As manifestações ocorridas durante o fim de semana não pioram um cenário de atividade econômica já bastante ruim e é pouco provável que coloquem o ajuste fiscal sob riscos além dos existentes, na avaliação dos economistas ouvidos pelo Valor.
O número de pessoas que foram às ruas nas manifestações surpreendeu, sinalizando que este será um ano politicamente mais difícil para a presidente Dilma Rousseff. Ainda assim, o governo conseguirá encaminhar um ajuste fiscal “ambicioso” ao longo de 2015, disse Christopher Garman, diretor de pesquisa da consultoria Eurasia Group em teleconferência organizada pelo GO Associados.
Gesner Oliveira, sócio da GO Associados, concorda. Para ele, o ajuste vai gerar efeitos que não são populares, como mais inflação e corte de gastos, mas as manifestações não colocam isso em xeque. Outro ponto que deve seguir inalterado é o quadro recessivo traçado para a economia em 2015, diz Newton Rosa, economista-chefe da SulAmerica Investimentos, para quem o movimento externaliza a insatisfação com o aumento do desemprego, a inflação elevada e atividade econômica fraca.
Para Leandro Padulla, economista da MCM Consultores, os protestos não devem ter impactos diretos sobre a economia, mas podem reforçar o movimento de deterioração da confiança de empresários e consumidores já em curso. Padulla, porém, não espera uma repetição do que ocorreu em junho de 2013, quando uma série de manifestações paralisaram a atividade econômica.
Apesar do tamanho dos protestos, Garman, da Eurasia, não acredita que o país caminha para uma crise de governabilidade, que possa resultar em impeachment da presidente. “Em nosso cenário, a probabilidade de impeachment é de 20%. Não é um número baixo, é razoavelmente alto, mas não é o mais provável.”
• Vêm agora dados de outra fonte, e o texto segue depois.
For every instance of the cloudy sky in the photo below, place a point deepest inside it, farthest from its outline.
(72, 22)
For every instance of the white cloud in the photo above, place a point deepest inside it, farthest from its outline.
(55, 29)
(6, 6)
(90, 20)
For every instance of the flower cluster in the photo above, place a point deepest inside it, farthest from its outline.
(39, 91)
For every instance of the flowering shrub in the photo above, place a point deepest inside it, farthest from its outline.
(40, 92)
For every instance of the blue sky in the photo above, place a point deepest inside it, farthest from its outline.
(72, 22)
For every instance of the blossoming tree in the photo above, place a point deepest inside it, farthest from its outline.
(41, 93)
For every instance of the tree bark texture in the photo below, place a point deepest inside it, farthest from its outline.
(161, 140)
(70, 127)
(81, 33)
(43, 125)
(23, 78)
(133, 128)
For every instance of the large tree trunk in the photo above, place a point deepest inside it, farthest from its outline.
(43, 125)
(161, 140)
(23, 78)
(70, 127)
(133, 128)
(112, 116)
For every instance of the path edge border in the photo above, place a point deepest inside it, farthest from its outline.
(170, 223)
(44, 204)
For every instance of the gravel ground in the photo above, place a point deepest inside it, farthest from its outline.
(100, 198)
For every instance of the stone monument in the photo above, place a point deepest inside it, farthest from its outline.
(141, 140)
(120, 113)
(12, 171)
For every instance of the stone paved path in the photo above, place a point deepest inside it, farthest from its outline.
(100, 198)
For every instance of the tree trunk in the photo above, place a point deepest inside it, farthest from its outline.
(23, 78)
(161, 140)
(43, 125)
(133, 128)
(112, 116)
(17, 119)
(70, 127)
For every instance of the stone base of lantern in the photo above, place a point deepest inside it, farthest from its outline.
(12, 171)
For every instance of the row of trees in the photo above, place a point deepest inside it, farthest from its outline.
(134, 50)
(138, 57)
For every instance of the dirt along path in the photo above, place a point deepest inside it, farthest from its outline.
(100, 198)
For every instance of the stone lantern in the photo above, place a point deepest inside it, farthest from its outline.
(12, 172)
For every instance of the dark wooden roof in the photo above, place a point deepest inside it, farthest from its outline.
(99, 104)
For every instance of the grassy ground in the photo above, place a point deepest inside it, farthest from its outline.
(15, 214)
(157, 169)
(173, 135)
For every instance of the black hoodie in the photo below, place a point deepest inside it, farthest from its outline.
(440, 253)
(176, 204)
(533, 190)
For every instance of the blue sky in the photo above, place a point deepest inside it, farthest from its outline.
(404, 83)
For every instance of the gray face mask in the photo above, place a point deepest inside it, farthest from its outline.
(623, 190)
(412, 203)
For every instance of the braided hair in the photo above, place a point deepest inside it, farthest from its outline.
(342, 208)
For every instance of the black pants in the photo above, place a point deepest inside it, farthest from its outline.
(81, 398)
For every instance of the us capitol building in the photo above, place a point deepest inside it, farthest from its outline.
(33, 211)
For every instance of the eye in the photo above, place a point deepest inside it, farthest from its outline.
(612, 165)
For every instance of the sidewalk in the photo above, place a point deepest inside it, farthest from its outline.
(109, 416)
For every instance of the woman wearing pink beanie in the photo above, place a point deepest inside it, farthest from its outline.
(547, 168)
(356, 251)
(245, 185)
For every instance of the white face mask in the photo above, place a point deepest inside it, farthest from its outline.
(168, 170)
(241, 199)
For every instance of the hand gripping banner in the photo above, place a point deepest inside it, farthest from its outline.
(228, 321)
Ele também pondera que, por sua estrutura, o sistema presidencialista consegue conviver com baixos índices de popularidade do mandatário por longos períodos. “Como passamos por um superciclo econômico e político recentemente, isso não foi frequente, mas olhando mais para trás, é comum”, afirma Garman, para quem a aprovação da presidente vai cair ainda mais nos próximos três meses.
Destoando do grupo, o professor de economia da PUC-Rio, Eduardo Zilberman, acredita que as manifestações devem afetar a disposição do Congresso em se aliar ao governo. Em São Paulo, diz ele, Estado que levou o maior número de pessoas às ruas, é provável que um deputado federal pense “duas vezes” antes de se aliar à base governista para aprovar o pacote fiscal. Já o professor da Unicamp Luiz Gonzaga Belluzzo ressalta que não se pode ignorar que críticas à política econômica também puderam ser vistas durante a passeata de sexta-feira, em que os manifestantes saíram às ruas a favor do governo. “Os economistas dizem que é preciso fazer o ajuste, mas não é assim”, diz. “Fazer a frio vai provocar reações e é por isso que precisava ser algo mais acertado”, afirma.
Marcos Lisboa, vice-presidente do Insper, avalia que a despeito de uma apoiar o governo e a outra, não, há similaridades entre as manifestações de domingo e de sexta-feira, o que mostra o quão desafiador é o ajuste fiscal: em ambas, grupos organizados seguem defendendo interesses específicos, benefícios e subsídios.
Para Lisboa, que destacou a civilidade dos protestos, ainda não está claro para os dois lados que o Brasil ficou para trás em relação aos demais emergentes justamente em razão de uma agenda governamental desenhada para atender a grupos de interesses específicos, o que acabou por fragilizar a questão fiscal e travar o crescimento. Segundo Lisboa, um diálogo aberto e sério é necessário, mas não ocorre em razão da incapacidade do governo de assumir os seus próprios erros e da oposição em articular caminhos. “O governo nega e diz que fez uma série de coisas para evitar a crise e que agora elas têm que ser revistas, mas não foi isso. Foi essa agenda de proteção, estímulos e incentivos que levou a produtividade e o fiscal para onde estão”, afirma.
João Augusto de Castro Neves, diretor para América Latina do Eurasia Group, duvida que o aumento da insatisfação popular deve se traduzir em apoio direto à oposição. “O PSDB está na dianteira desse processo, mas há um vácuo no cenário político”, diz Castro Neves, para quem o quadro está mais embaralhado do que se supõe. Para ele, o desafio hoje é como entregar mais com menos em um cenário de economia em desaceleração. Os desejos da nova classe média criada nos últimos anos, diz, passaram da compra de bens para a oferta de serviços públicos de qualidade, o que demanda mais planejamento.